I provided some data on harvesters and net income because that's really what we're here to talk about. DFO did its last study in 2004 on net income for harvesters. This is by LFA, at the bottom of the graph, lobster fishing area. You see in 2004 most fishing fleets were in the black and some very nicely in the black. Then the recession hit, the Canadian dollar strengthened, and our landings went crazy. You can see that the 2009 numbers, which were not done by DFO but which were extrapolated for this study, show that most of the fleets were losing money by then.

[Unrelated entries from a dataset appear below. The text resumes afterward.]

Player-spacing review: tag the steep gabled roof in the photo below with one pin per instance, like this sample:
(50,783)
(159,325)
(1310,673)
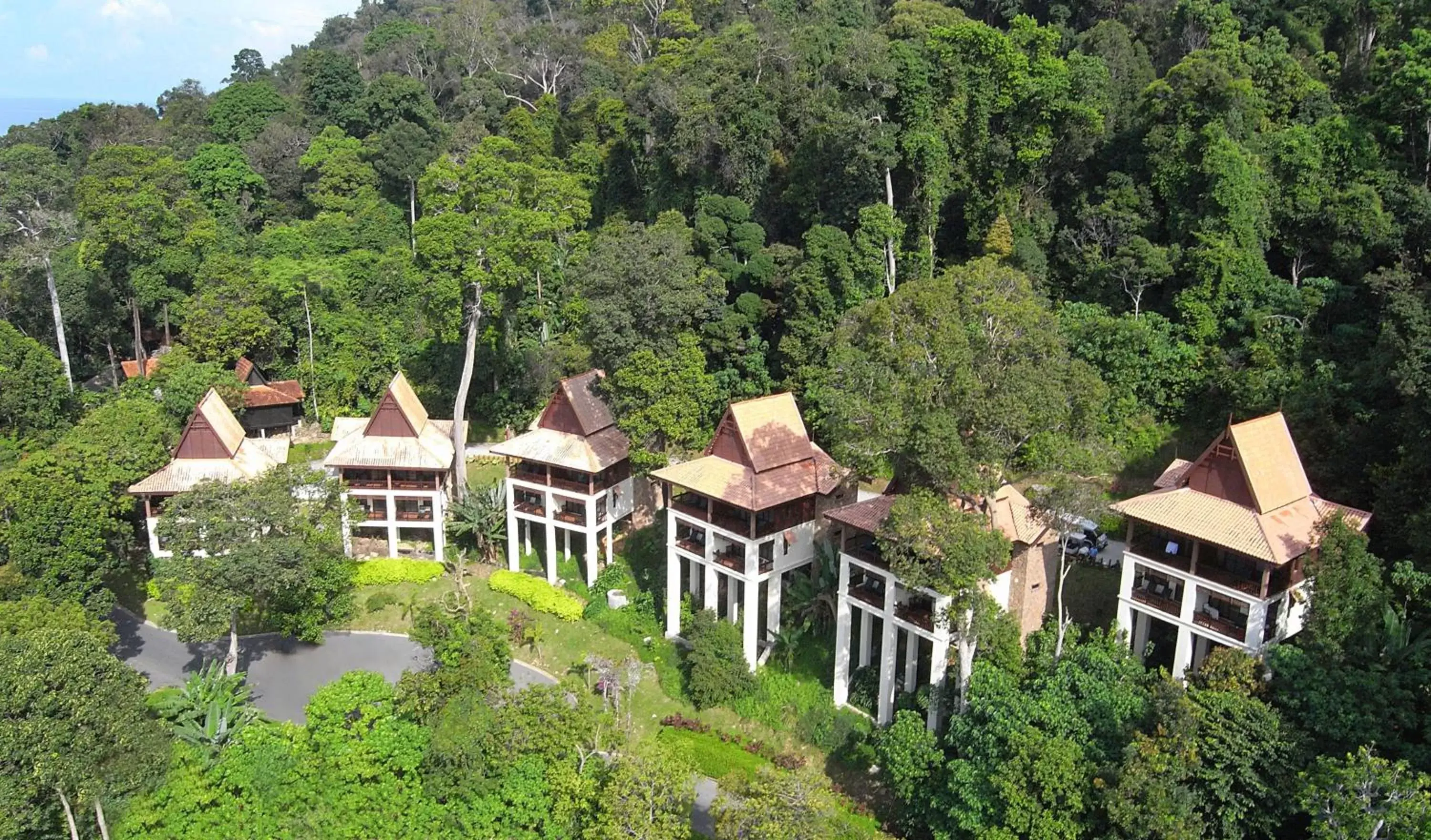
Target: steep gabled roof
(1247,492)
(760,457)
(214,449)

So what are we doing about it? I have a couple of quick slides to go. In the Lobster Council we are focusing on our plan and working our plan. I'll talk about it afterwards, but the long-term value strategy gave us excellent recommendations. Then last year we did working groups that came up with a plan that you also have, the implementation plan with 26 points.
We've chosen this year to work on two major strategies. One is developing a Canadian lobster brand, a specific brand that we can all get behind and that can tell our story. Lobster in China, our biggest new market, is mostly sold as Boston lobster, and it's absolutely preposterous. It's Canadian lobster, by and large, mostly Canadian lobster, but they call it Boston lobster as a generic term. We need a brand that we can get behind.
The other is having quality grading standards at the first point of sale, which will reward harvesters, which will ensure better quality through the market, and which will allow us to stand behind our brand. These are our two major projects for this year.
The last side shows how you can help us at the federal level. We need help to help ourselves. We need a levy. We need some kind of a way to levy our industry, to raise money for marketing and promotion. We're not sure if we can do it federally, and we're not sure if we can do it provincially, but we need to find a way to levy ourselves. We know the industry is mostly behind the levy.
When we talked about 1¢ a pound a couple of years ago, most people got behind 1¢ a pound, which would be half a cent from the harvesters and half a cent from the selling side. It would give us $1 million a year for these things. We like the marketing and promotion dollars that come to us from Agriculture and Agri-Food Canada and from other places. That's excellent. That's super short term. We have some markets that can use a bump, the Far East especially.
A free trade agreement would be fantastic for the lobster sector. It would be fantastic for the lobster sector if the lobster tariffs that are said to be coming actually happen. The Canada brand program at Ag Canada is a fantastic program for lobster, for all seafood. We do great work with Ag Canada. We need support for these tougher marketability issues like branding and quality grading because they're difficult and the shore price issues are tough.
I'd also ask that we remember what we've learned, because we've been doing this for three-and-a-half years. We pretty much know what we need to do, but we need everybody pushing in the same direction, so we don't forget what we already know from all these reports.
Thank you. I hope that was good timing.